Ride the Wave
I posted this picture to a slack channel at work a few weeks ago:
And I got attention (as in, a slack reaction) from several in the company, including the CEO. My boss, responding to or developing the momentum, suggested I talk about the effort in the next team presentation to management. I was surprised, as I post a lot on slack and rarely receive such a response.
What is the image of? The time to load a key page on our website. In theory, an improvement of this magnitude should make a meaningful impact to the business bottom line. So how did I accomplish this sizeable feat?
Engineering initiatives
My company follows a fairly standard prioritization process. Product managers tend to a ticket queue, from which engineers pull to get their next task or project.
What makes my company a little different is the autonomy given to engineers. We're encouraged to exercise our judgment to tickets on the queue. If the effort is under-estimated, and the payoff over-estimated, a ticket can be passed back to product managers for re-consideration.
Engineers are also in charge of the more technical projects, think typical maintenance tasks like routine package upgrades. The lines get blurred at technical initiatives that may have a business payoff, but don't really fall into the realm of our product managers.
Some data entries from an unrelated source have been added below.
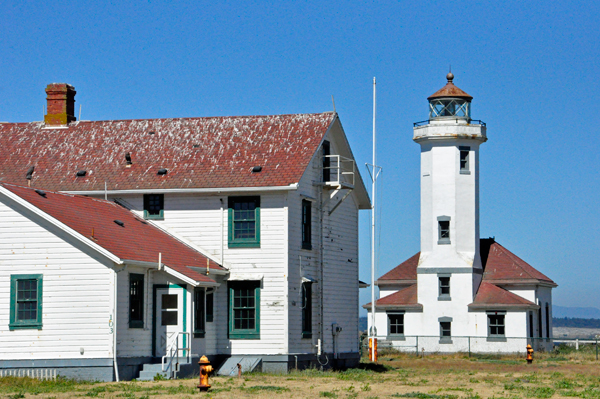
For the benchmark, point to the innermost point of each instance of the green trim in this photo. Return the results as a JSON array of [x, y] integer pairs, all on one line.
[[243, 242], [23, 324], [244, 333]]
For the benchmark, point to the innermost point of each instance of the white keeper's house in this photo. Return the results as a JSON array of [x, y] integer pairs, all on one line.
[[125, 243], [460, 292]]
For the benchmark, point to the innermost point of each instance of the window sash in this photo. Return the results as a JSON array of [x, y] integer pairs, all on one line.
[[244, 222], [244, 310], [25, 301]]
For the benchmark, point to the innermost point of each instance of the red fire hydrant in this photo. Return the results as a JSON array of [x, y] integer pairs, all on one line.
[[529, 354], [205, 369]]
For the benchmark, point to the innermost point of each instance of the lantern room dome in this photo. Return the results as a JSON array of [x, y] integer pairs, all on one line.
[[450, 102]]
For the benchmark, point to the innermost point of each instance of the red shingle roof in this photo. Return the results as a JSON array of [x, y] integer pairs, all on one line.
[[502, 266], [197, 152], [406, 270], [135, 240], [490, 296], [406, 298]]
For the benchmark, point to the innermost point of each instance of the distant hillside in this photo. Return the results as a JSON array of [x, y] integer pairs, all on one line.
[[575, 322], [581, 313]]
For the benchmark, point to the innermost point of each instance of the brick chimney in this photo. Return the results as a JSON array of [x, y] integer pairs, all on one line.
[[61, 104]]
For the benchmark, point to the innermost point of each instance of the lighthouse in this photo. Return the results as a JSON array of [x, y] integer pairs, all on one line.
[[449, 270]]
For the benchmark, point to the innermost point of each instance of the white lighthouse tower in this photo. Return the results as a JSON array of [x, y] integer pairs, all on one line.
[[449, 270]]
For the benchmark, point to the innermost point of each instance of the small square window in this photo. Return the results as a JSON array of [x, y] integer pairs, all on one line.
[[395, 324], [244, 222], [444, 288], [154, 206], [25, 301], [443, 230], [464, 160]]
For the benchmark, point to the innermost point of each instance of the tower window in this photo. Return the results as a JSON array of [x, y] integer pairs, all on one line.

One good example is site reliability and performance. The only times a product manager has expressed interest in these topics is when there's a problem, i.e. the website is crashing or so slow as to harm our operations.
Exploratory coding
I like to tinker and poke around in the code base. Usually, I'm on the hunt for security vulnerabilities. On this occasion I was investigating the website performance of a particular page. I became intrigued by the slow performance, and eagerly tore the code apart, looking for the culprit.
This type of work is important and under-appreciated and under-discussed. Engineers need time to let their minds wander, to figure out how that one system works, to prove to themselves that bug fix from last year is still working, and to try to prove their coworker wrong about that argument in the pull request (hey, not all motivation is pure at heart!).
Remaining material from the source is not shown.